The #MeToo Secret I Didn’t Want To Admit: My Husband Raped Me
My son had us listening to the KidsBop version of Katy Perry’s “Roar” on repeat all week. I’d been singing along for days, “You held me down, but I got up…” before it hit me: This song is my anthem.
He held me down (and I couldn’t get up). But then I did – I got up. I am up. I went from zero, to my own hero.
I initiated a divorce with my ex for a million reasons. He never followed through on his promises. He made a few big parenting mistakes I had a hard time looking past. He made my life harder instead of easier. When things were bad, we brought each other down instead of up. Our sex life was terrible. We didn’t make a good team. We had simply grown apart.
But once I stopped biting my tongue and holding my breath, once he was gone and I was on my own, I realized just how bad the dark parts had been. Our sex life wasn’t just terrible; my husband had been raping me. For years, I think.
I can only say “I think” because while the memories of the dark moments are crystal clear, I can’t say when the rapes happened or how many there were. But I know they did happen…
I would wake up and he would be on top of me, inside of me.
I’d be disoriented as I came out of a deep sleep. I would say “no” and “stop” and “I don’t want this,” but he would continue.
I would try to push all 215 lbs. of him off of me. Sometimes I would manage to get myself out from under him and snap him into his senses, getting him to stop.
But often I wouldn’t.
I would verbally and physically protest, but he would continue, his weight winning out over mine. Sometimes I would give up fighting and just lay motionless, willing him to finish quickly.
In the morning, I would say to him, “You can’t do that to me. It’s not okay. You have to stop doing this to me.”
And he would say, “I know. I’m sorry. I don’t know what happened. I think I must have been asleep or something. I’m so sorry.”
And it wouldn’t happen again… for a while. But then it would. And I would protest. And he would apologize in the morning.
Until one night he pushed me past the breaking point.
(Get ready ‘cause I’ve had enough / I see it all, I see it now.)
When I woke up and he was on top of me, inside of me, I yelled, “NO!” And with all of my might I squirmed and twisted and got out from under him and propelled myself first up and then down into his chest, elbow first.
“OWWWW!!!!” He yelled. “What the FUCK was that?!? What’s wrong with you.”
And I quite calmly said, “That is how much I mean it when I say, NO! You CAN’T DO THIS TO ME ANYMORE. IT IS NOT OKAY. I have been telling you it’s not okay for a long time.
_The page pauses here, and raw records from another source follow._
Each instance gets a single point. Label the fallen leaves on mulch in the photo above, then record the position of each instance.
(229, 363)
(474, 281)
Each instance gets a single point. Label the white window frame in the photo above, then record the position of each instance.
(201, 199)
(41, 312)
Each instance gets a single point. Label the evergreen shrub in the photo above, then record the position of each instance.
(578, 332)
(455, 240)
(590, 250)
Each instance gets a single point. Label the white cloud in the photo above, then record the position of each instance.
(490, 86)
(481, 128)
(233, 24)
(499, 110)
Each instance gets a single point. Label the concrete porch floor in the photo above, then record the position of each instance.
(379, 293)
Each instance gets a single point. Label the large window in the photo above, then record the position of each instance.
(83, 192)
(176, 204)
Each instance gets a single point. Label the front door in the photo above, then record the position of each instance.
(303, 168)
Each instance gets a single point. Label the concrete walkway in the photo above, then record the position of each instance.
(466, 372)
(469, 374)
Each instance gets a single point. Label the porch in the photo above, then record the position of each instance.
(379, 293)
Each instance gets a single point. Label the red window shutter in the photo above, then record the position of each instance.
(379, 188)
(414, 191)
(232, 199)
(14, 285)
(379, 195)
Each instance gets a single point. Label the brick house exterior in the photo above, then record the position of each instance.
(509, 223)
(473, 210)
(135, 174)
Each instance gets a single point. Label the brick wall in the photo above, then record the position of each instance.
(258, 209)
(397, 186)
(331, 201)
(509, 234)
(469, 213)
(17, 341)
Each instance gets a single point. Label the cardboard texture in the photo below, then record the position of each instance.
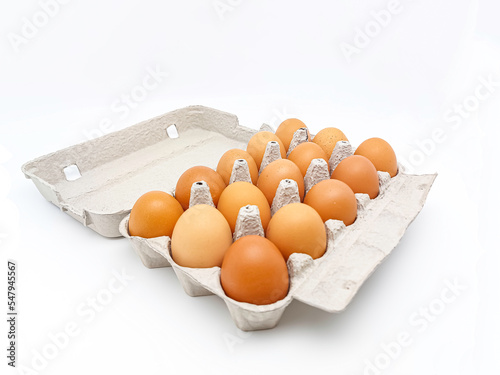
(118, 168)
This has to STOP.”
And it never happened again.
He never “accidentally” started having sex with me while I was sleeping again because it was never an accident. It was rape. Marital rape is rape.
I said, “No!” I said, “Stop!” I used my body (sometimes successfully) to forcefully make him stop. Married or not, he raped me.
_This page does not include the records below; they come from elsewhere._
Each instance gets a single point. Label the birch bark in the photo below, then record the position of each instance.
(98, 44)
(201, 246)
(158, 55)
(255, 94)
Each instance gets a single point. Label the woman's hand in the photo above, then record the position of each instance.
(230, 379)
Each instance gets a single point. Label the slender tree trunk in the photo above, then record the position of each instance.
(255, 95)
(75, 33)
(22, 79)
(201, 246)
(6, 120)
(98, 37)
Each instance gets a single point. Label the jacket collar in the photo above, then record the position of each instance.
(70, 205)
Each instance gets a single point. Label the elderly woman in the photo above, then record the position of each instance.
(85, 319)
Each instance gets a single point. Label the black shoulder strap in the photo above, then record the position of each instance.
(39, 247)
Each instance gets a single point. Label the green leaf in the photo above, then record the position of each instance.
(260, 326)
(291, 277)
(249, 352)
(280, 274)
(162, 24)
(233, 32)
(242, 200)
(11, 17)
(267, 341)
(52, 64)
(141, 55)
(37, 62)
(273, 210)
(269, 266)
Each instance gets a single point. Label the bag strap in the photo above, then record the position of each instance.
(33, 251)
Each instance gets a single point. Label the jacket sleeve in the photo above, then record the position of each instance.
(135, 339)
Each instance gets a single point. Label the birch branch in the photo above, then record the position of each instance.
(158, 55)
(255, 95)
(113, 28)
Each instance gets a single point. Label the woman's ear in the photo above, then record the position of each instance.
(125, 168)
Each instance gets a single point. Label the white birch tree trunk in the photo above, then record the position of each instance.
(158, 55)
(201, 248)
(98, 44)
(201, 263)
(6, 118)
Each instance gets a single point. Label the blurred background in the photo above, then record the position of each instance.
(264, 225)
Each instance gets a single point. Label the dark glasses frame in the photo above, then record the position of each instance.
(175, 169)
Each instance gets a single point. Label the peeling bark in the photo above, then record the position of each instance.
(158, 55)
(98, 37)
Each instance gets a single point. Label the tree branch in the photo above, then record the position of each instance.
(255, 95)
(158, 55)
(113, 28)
The night I ended the vicious rape cycle was at least a year and a half before I told him I wanted a divorce, two and a half years before I was able to label what happened as rape.
Only I can’t roar. I can’t throw the word “rape” in his face and make him confront the horror of what he did to me. I can’t roar because everything I’m doing, everything I’ve done since I put a stop to the middle-of-the-night rapes has been to protect and care for our son. Confronting him now would ruin the delicate co-parenting balance we’ve created.
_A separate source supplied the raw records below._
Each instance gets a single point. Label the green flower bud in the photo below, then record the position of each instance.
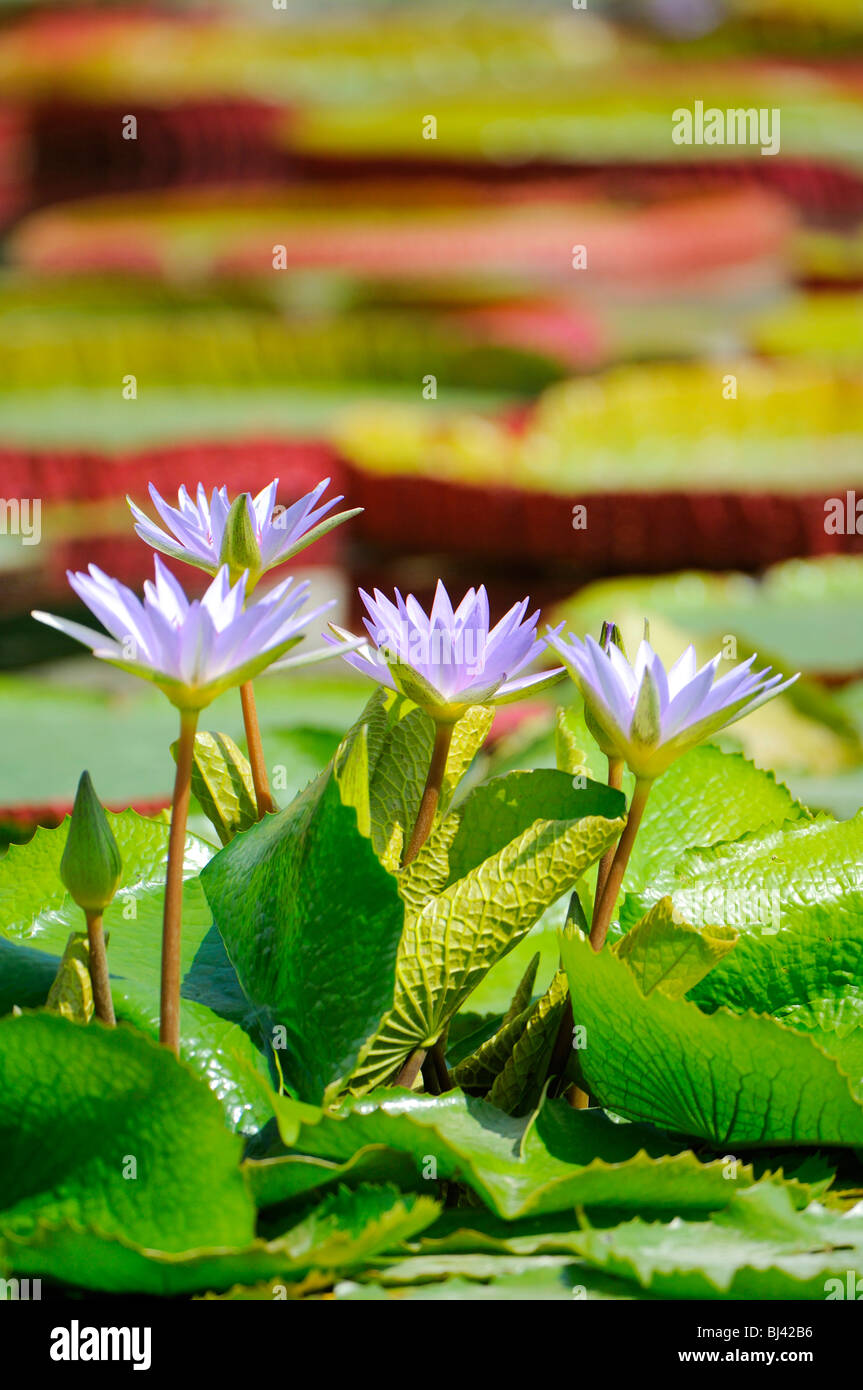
(91, 866)
(609, 635)
(646, 726)
(612, 634)
(239, 542)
I didn’t get to grow up with a dad. I want my son to know his, however flawed he might be. I want him to make his own judgments about him, form his own relationship with him.
I keep choosing to take the high road. The road that will let my son have two parents.
But there’s a cost to this path, this silence. My ex could hurt someone else. In my attempt to protect my son, I leave open the door to further abuse. So I have an imperfect plan: I will tell my side of the story to my ex when he becomes seriously involved with someone else. I will tell him he raped me in the hopes that this label makes him face the gravity of what he did. And if there’s ever even a whisper of evidence that he’s abusing someone else then I will ROAR. Loudly and clearly.
For now, my roaring is me living my best life. It’s raising a son who has empathy and respect for all people. Who is loving and kind. Who understands and respects the importance of consent. That’s my path to tearing down the patriarchy.
You hear my voice? You hear that sound? Like thunder, gonna shake the ground.